Du présent


 

Je marche d'un bon pas. Je marche au rythme de mon projet de lire sur un banc le livre que j'ai dans la main — Montaigne. J'avance sur le chemin, en même temps je devrais pas à pas reculer dans le temps, pour arriver jusqu'à lui. Mais il m'est impossible de faire le chemin vers ce lointain passé. Je ne peux pas même revenir au temps de ma mère qui était là il y a quelques années. Un merle chante aujourd'hui, dans l'arbre que je croise. C'est un chant insaisissable et beau. C'est lui qui me saisit, entre en moi, me fait sa maison d'un instant, son territoire. Je n'aurais aucun sens à le rappeler — territoire, maison que je suis. A ce lieu j'appartiens, je suis. Celui du merle, des glycines au bleu suave flottant partout.

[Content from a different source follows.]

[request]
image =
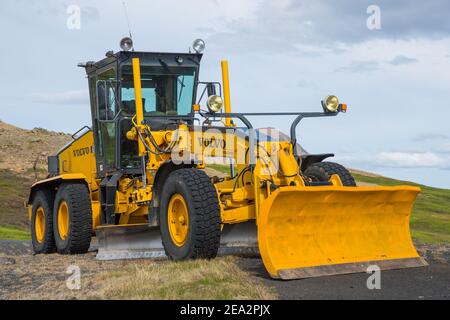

Un vieux bout de mur si beau en face de moi sur le banc. Il s'y dessine des traces d'humidité qui font comme des alvéoles de ruches se déformant, jouant les petits acrobates, pantins étoilés s'accrochant, courant et dansant, figurant une écriture, farandole de lettres contant un récit d'insectes agrandis sous la loupe ou de cellules au microscope, enjouées, enluminées par des moines copistes. Crépi de chaux exposant au soleil sa fresque d’ocres bruns et gris sur fond sable. Dans les arbres des pies, une corneille sur la chaussée, évitant les voitures, et beaucoup de gens détendus en ce début de soirée. Je vais prendre Montaigne car il est là, presque de lui-même venu, seulement recopié, mainte fois réimprimé, lettres portant une vie sur leur dos, comme faisait le cheval.
A cela, à tout cela venu m’habiter, c’est moi qui suis présent. A monsieur Temps, peu à peu, comme à tous les pères qu’on se choisit, c’est moi qui vais m’identifiant. Je sens mes jambes grandir, sensation d’accomplissement et de liberté, venue de loin.
Et me fait un clin d’œil le chat du conte qui s’arrête au premier détour de son chemin, chaussant les bottes dont il a hérité et qui feront de lui le fabuleux chat botté.